New York, the most-populous city in the United States, has just four crematories. Death in a pandemic isn’t pretty. The refrigerated trailers outside of the hospitals don’t have enough shelving and bodies are sometimes stacked on top of each other and on the floor. Some trailers don’t have lights. Hospitals, which used to store bodies for 14 days now sometimes will only keep them for six. “You have 20 other funeral directors ahead of you that have to get bodies out,” says Nicole. “You see tons of body bags and tons of people and they’re labeled COVID-19, COVID-19, COVID-19. It’s like a horror show.” And little stands between the women and the risks their work carries. No one even knows if the bodies of victims are contagious.
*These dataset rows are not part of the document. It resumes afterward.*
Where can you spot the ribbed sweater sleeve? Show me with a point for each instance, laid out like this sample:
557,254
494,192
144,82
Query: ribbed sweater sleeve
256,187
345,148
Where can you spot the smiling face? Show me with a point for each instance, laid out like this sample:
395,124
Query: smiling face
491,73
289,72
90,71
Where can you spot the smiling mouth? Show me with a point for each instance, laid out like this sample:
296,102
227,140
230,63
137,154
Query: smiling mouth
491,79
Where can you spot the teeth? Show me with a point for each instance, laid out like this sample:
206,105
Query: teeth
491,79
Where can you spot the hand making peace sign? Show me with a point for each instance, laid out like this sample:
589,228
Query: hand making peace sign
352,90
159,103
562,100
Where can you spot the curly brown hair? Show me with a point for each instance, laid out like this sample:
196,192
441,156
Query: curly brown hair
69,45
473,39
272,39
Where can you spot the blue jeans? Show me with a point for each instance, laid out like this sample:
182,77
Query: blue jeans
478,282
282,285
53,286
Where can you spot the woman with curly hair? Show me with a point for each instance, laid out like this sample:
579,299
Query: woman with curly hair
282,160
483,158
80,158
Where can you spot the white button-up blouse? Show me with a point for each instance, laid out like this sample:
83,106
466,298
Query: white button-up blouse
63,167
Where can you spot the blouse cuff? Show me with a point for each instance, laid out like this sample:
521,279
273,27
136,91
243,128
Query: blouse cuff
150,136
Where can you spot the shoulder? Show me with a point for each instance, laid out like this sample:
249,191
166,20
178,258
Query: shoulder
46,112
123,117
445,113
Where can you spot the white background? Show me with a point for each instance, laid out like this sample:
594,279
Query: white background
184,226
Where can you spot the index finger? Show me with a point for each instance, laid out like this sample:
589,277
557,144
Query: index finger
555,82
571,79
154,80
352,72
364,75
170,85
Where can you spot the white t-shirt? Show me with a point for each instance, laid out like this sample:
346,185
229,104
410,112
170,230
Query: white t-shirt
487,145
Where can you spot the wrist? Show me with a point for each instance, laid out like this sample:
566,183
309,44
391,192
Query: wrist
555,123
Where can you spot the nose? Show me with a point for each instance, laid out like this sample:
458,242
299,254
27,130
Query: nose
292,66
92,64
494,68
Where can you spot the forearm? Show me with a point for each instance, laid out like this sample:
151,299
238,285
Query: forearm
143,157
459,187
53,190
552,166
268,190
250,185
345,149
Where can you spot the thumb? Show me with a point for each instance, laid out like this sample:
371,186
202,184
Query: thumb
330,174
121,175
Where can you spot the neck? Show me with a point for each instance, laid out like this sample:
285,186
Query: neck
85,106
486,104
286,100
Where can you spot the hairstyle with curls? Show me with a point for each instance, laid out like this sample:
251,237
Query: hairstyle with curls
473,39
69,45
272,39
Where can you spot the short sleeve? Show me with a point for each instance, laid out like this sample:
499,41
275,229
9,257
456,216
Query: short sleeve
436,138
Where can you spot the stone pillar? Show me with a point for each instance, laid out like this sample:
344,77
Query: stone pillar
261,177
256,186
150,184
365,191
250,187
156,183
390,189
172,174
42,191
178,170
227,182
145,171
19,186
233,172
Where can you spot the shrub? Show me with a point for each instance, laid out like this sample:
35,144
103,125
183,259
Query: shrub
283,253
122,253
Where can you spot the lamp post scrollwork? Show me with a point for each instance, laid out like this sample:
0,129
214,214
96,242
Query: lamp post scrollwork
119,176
Two weeks ago, the women ran out of gloves. In that shortage, Jenny found an unexpected detente with the father of her daughter. “We hate each other,” she explains, but says she turned to him for help because he works in a hospital. He brought her gloves, a box of masks and an apron.
“I don’t really like you much but you’re my daughter’s mother. Here you go,” he told her. The phones in the funeral parlor ring constantly, punctuated by ambulance sirens. Suppliers say they are running out of caskets and urns. Jenny says she no longer hands families the casket catalog; she just asks what color. LAST GOODBYES Most COVID-19 victims die alone, and when they die, their families are told to quarantine. The women try to find ways for them to say goodbye. Jenny gives families her mobile number. They text her late into the night. For those who are cremated, Lily offers to let the families pour the ashes into the urn and say a few words. The funeral home in Harlem is one of the few allowing viewings for COVID-19 victims. Because of the pandemic, only 10 people can gather at a time; most families are bigger so the women offer four-hour viewings, 10 people per hour. Families have to bring their own gloves and masks. Jenny says the women have to watch each other right now. The message, she says, is “limit your compassion please, because we gotta move onto the next one. There’s no time to stop.”
Jenny’s grandfather died of the coronavirus on April 6. A week later, on Good Friday, her aunt died. “Suspected COVID-19,” her death certificate read. They were family so Jenny took care of both of them herself. “I’m not the emotional type to tell you the truth,” she says. “I don’t want to sound heartless but it’s a job. It’s what I do.”